2. Keep familiar things around
Don’t completely leave home behind; bring pieces of it with you. Apart from pictures of family and friends, bring comforting objects with you. For example, bring a childhood blanket, hang an object that shows your cultural identity, etc.
3. Engage in activities that provide a sense of familiarity
Does your family love to cook and eat together? If so, cook familiar foods to provide comfort and a sense of home.
4. Find fellow citizens in your area
One of the beautiful things about the Netherlands is that many people from different cultures live here. You might be surprised at just how many fellow citizens you can find in your neighborhood if you just go out and keep your eyes and ears open.

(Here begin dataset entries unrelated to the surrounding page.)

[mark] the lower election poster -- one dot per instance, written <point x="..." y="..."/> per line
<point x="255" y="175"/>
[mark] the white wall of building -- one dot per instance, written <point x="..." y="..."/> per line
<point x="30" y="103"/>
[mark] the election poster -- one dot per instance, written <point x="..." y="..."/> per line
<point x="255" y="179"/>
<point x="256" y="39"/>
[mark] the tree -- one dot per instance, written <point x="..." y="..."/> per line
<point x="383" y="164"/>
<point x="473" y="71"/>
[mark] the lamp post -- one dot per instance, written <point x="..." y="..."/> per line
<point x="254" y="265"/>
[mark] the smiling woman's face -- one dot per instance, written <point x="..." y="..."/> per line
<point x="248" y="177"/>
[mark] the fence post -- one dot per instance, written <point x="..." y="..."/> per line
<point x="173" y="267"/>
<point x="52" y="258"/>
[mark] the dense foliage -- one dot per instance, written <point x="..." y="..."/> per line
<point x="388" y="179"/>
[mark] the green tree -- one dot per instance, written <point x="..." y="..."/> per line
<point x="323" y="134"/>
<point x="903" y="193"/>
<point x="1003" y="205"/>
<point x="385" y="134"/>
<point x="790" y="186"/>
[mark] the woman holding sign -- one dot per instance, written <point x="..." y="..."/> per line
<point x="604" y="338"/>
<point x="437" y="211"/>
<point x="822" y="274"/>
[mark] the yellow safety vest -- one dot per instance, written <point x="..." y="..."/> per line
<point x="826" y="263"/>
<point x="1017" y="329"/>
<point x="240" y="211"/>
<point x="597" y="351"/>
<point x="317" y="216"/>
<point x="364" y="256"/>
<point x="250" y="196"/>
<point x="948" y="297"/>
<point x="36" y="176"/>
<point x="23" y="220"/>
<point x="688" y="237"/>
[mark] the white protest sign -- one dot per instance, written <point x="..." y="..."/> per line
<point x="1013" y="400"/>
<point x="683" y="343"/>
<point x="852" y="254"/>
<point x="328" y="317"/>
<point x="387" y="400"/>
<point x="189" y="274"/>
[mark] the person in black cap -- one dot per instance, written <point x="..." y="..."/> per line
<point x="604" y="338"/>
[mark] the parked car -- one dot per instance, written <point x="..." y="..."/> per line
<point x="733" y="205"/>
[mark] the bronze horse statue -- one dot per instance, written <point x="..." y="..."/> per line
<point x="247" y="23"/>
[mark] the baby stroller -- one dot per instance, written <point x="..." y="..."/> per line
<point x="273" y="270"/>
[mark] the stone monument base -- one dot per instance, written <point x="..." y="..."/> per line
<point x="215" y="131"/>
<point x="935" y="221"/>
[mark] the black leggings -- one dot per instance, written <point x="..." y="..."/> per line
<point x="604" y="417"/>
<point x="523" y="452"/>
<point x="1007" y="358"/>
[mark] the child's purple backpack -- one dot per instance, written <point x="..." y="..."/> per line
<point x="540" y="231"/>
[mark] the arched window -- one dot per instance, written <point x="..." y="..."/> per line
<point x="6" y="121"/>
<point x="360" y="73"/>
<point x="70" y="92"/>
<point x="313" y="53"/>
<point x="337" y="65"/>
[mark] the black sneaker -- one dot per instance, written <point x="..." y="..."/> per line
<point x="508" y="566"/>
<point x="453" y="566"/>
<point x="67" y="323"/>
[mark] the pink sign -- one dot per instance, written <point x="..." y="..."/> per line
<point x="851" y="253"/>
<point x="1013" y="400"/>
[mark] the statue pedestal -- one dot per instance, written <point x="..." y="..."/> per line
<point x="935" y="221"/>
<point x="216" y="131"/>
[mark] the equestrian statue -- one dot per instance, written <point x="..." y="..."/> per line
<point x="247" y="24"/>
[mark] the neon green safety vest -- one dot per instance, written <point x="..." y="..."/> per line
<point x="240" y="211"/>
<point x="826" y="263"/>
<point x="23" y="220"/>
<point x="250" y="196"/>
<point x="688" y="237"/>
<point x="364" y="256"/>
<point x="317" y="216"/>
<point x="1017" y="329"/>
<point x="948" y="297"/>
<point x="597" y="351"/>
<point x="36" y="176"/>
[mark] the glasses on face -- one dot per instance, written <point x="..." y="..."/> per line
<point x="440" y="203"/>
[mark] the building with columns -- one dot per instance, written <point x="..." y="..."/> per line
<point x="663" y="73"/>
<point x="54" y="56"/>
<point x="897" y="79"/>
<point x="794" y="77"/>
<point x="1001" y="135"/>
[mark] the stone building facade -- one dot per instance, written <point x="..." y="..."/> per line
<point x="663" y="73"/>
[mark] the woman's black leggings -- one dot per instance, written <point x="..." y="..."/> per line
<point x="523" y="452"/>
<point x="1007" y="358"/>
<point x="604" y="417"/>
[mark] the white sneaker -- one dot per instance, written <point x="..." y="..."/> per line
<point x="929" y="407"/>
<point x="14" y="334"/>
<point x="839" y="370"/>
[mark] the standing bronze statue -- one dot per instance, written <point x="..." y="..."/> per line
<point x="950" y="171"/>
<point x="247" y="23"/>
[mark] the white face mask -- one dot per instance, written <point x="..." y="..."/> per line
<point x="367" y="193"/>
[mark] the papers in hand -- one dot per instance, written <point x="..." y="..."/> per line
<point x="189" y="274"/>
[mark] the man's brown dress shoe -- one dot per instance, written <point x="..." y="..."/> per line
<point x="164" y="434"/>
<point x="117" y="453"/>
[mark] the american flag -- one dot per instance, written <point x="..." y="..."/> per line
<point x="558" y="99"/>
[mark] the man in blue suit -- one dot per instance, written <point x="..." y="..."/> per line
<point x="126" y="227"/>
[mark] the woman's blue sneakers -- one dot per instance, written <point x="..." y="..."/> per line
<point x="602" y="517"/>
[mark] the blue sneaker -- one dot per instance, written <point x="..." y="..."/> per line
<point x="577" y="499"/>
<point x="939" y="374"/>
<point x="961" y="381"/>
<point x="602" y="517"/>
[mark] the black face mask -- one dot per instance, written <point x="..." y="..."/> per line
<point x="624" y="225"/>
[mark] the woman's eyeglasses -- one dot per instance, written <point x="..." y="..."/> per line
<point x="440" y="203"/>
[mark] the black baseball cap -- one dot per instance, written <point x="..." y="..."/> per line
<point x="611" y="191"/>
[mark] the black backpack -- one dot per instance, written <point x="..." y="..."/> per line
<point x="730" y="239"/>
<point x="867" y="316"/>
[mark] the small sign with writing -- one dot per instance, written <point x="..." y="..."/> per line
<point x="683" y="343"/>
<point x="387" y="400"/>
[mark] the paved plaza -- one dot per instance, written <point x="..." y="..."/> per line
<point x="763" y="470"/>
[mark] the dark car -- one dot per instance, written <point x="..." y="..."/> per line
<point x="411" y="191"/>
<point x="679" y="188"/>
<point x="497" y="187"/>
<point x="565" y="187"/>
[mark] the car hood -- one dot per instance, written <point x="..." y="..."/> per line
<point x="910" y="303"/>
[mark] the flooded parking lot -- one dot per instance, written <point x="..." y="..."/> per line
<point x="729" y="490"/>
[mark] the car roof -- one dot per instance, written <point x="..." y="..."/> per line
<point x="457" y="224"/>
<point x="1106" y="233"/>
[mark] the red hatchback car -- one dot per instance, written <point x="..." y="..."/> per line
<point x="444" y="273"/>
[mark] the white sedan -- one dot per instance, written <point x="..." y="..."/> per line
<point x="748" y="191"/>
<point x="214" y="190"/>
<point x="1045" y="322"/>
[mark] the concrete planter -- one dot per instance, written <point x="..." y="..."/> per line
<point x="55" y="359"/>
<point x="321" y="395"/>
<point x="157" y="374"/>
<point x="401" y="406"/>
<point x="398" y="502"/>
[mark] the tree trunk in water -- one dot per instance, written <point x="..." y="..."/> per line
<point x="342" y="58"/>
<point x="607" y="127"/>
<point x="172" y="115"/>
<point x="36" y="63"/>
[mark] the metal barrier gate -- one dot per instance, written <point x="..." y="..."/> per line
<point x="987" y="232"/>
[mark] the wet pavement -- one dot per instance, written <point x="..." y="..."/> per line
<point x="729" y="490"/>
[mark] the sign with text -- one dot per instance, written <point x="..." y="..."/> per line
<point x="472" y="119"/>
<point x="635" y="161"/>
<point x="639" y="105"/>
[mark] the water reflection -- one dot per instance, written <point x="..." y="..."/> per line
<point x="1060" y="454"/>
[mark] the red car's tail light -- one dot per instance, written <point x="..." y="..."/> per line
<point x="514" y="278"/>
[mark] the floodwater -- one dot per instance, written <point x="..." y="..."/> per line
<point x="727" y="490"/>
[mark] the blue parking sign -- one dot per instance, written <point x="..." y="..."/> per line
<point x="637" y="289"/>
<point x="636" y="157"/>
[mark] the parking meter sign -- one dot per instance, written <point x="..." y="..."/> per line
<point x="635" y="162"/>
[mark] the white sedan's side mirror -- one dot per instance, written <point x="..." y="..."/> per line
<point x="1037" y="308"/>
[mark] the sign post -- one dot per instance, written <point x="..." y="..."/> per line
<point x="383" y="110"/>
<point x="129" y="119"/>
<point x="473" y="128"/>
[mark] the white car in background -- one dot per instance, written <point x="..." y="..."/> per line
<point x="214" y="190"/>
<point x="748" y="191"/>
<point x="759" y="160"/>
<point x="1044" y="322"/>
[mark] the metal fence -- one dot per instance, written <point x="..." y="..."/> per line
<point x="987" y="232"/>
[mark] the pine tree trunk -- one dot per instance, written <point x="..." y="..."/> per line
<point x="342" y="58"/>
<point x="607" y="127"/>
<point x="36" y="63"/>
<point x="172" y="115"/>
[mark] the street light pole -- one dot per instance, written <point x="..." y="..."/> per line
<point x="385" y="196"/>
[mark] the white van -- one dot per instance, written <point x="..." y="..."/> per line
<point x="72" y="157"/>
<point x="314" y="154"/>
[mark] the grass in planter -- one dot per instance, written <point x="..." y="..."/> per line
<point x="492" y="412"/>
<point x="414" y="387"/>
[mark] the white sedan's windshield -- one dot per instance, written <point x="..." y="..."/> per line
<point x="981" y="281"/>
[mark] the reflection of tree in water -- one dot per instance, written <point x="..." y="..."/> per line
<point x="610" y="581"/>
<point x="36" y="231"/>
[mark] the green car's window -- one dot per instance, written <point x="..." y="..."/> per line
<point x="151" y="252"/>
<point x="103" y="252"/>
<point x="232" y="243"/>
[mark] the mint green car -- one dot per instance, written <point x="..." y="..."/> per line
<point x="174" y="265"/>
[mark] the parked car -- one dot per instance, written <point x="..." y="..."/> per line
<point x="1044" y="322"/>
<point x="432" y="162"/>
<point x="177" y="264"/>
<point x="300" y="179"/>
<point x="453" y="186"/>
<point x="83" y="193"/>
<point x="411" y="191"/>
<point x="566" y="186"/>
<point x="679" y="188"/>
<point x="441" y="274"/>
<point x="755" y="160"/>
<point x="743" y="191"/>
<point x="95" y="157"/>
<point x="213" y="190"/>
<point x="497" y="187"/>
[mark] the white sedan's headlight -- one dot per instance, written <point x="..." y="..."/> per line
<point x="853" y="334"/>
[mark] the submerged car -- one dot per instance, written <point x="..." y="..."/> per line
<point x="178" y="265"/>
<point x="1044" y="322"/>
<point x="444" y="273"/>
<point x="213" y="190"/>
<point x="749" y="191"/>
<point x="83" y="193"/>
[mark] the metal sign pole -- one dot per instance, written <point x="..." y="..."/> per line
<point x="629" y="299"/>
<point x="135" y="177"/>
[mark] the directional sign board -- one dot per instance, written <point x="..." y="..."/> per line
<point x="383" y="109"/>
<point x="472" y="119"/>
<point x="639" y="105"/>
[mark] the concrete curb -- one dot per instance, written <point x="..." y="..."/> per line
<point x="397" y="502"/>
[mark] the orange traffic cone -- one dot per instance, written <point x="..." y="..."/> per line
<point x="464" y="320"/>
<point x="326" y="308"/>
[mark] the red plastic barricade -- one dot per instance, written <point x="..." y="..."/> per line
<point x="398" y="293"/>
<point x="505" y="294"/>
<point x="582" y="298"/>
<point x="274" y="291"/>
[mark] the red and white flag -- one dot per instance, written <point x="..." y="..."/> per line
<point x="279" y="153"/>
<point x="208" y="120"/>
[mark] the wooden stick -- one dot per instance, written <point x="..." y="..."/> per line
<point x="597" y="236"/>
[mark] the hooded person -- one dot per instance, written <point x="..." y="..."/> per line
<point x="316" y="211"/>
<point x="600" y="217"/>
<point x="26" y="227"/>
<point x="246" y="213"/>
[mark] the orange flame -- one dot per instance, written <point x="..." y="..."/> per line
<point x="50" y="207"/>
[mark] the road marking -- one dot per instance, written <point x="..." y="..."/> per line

5. Join an expat community
In an expat group, you can connect with other people from various cultures with whom you can share similar experiences and challenges. Talking to people who have been through (or are going through) the same things as you can help you deal not just with homesickness but also with culture shock or language problems.
6. Develop healthy coping habits
Whatever you do, DO NOT isolate and stay indoors. This will just intensify your homesickness. Instead:
- Stay active: Exercise regularly and participate in physical activities to maintain a healthy mind and body.
- Focus on the positive: Many people want to, but not everyone gets a chance to experience new situations and the opportunities they offer.
- Find the beauty in being in another country: Hey, let’s not forget the thrill and excitement that living in another country can provide. Homesickness is natural, but it’s also looking back to the familiar. Wouldn’t it be great to embrace the unfamiliar (new) too?
Our Tip: Where are you staying in the Netherlands? We’ve covered all the Dutch provinces on this site so feel free to check them out and discover the best things to see and do in each area.
7. Take steps to truly integrate into Dutch society
We often crave the familiar because we haven’t fully integrated into our new surroundings. Here are a few things to think about.
- How’s your Dutch? Have you taken any steps to learn the local language? Just like any place in the world, it’s easier to find new friends if you speak the local tongue or know a few handy phrases at least.
- How many Dutch friends do you have? Learn through the locals! Dutchies are some of the most open-minded and unselfish people I know, so you’d do well to find and keep Dutch friends.
Great Read: Expat Guide: How to Integrate into Dutch Culture
8. Create new habits
The Netherlands is a great place for activities such as walking, hiking, canal cruising, road trips, weekend getaways, and so on. One person I know said she and her husband go for long walks in the woods every Sunday, which they never did in their native country. Another expat told me they’ve fully embraced the Dutch oliebollen (fried dough balls) tradition every New Year’s Eve. So much so that they make it each time they visit their home country.
I hope the above tips help you whenever you’re feeling homesick in the Netherlands. In general, dealing with homesickness requires finding a balance between re-connecting with the familiar and opening up to the new. Don’t forget to give yourself time as well. Adjusting to a new environment takes a while, so be kind and patient with yourself!